Chroniques

par laurent bergnach

ouvrage collectif
Lectures d'opéra

Christian Bourgois éditeur (2006) 226 pages
ISBN 2-267-01873-X
Lectures d'opéra, recueil de dix-sept textes de programmes parisiens

Pour le public lyrique, un programme d'opéra est l'occasion d'approfondir une œuvre grâce aux réflexions de musicologues et dramaturges émérites. Mais écrivains, romanciers et philosophes confondus se sont de tout temps exprimés sur la musique – Stendhal ou Nietzsche n'en sont que les plus connus. La variété des approches de ces Lectures d'opéra (issues des brochures de l'Opéra de Paris) a non seulement pour but de proposer des textes pertinents à un lectorat plus large, mais aussi l'avantage de laisser carte blanche à des commentateurs plus qu'à des analystes.

Ainsi, nous trouvons dans ces chapitres des éclairages d'ouvrages liés à des préoccupations propres à chacun des intervenants : Orphée et Eurydice par Sylvie Germain – « étonnante insolence des suppliants qui n'ont plus rien à risquer et à redouter, ayant déjà tout perdu » – ; Carmen par Clément Rosset – « on ne rejeta la musique de Bizet que parce qu'on était choqué par le livret » – ; Pelléas et Mélisande par Julia Kristeva – « à force de litotes et de pianissimi, le silence se fait infra- ou transmusical » – ; Dialogues des carmélites par Philippe Fénelon – « Poulenc s'y livre avec une objectivité significative pour aller à l'essentiel » – ; L'Italienne à Alger par François Reynaert – « la plus rossinienne de toutes les rossineries » – ; Norma par Hector Bianciotti – « chez Bellini, la mélodie semble toujours venir de plus haut que le compositeur » – ; L'Élixir d'amour par Vincent Borel – « le combat social provoque ces bluettes lyriques » – ; La Traviata par Etienne Barilier – « la musique nous le dit : ce sont ces deux hommes qui sont condamnés à la mort intérieur » – ; Tristan et Isolde par Michel Onfray – « Tristan surgit dans l'existence du compositeur parce que la figure de Don Juan travaille son âme » – ; La Chauve-souris par Elfriede Jelinek – « le présent EST le passé et, si personne ne veut en tirer les leçons, le passé reviendra constamment » – ; Wozzeck par Bernard Dufour – « quel homme un jour ne s'est pas abandonné à la déraison et à soi-même ? » – ; Ariane à Naxos par Martin Walser – « une sorte d'inéluctabilité naturelle de l'infidélité » – ; La Clémence de Titus par Max Genève – « Mozart est incapable, quand il accepte une commande, de ne pas s'y investir à fond » – ; Don Giovanni par Pierre Brévignon – « les affects sont livrés brut, d'une pureté minérale » – ; Così fan tutte par Jack-Alain Léger – « sa musique semble pressentir notre regret présent d'un monde disparu » – ; Rusalka par Václav Jamek – « une noirceur qu'on ne se serait jamais attendu à trouver chez Dvorák » – ; et enfin De la maison des morts par Catherine Lépront – « dans son opéra, Janácek fait entendre le bruit de ces chaînes ».

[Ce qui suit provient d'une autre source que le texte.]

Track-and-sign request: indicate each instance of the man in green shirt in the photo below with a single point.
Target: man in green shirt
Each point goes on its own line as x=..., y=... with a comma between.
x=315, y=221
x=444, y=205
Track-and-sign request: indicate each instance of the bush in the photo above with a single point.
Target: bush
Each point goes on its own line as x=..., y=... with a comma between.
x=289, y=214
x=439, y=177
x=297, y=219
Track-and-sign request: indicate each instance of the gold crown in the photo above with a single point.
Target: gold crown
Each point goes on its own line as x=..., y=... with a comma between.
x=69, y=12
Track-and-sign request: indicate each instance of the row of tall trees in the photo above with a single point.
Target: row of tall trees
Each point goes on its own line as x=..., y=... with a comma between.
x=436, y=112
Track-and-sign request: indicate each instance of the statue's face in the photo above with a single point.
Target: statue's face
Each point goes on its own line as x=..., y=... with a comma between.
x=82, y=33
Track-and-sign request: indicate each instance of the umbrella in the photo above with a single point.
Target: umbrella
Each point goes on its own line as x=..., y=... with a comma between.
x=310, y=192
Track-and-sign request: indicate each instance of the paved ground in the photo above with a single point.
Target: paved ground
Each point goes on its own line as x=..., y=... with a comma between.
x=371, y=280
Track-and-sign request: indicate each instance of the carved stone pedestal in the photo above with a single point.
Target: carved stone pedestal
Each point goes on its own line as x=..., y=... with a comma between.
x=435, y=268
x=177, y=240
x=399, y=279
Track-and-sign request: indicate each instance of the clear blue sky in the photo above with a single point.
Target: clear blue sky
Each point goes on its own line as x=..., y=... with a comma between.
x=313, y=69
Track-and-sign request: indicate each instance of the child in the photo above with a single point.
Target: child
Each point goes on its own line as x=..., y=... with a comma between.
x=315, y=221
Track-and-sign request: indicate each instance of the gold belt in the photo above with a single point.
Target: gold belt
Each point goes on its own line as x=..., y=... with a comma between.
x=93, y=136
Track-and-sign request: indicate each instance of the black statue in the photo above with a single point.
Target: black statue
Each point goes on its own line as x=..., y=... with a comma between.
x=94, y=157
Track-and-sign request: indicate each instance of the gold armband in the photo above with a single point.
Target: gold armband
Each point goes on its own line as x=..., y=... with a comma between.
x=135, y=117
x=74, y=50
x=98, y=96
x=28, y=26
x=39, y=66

Regroupés en un volume de poche, les dix-sept textes sélectionnés par Gerard Mortier et Patrick Scemama (responsable du service édition) connaissent une seconde vie et pourront – ce qu'espère l'actuel directeur de la grande boutique – « donner au lecteur l'envie de franchir les portes d'un théâtre pour vérifier lui-même si ce qu'il a lu lui semble juste ou non ».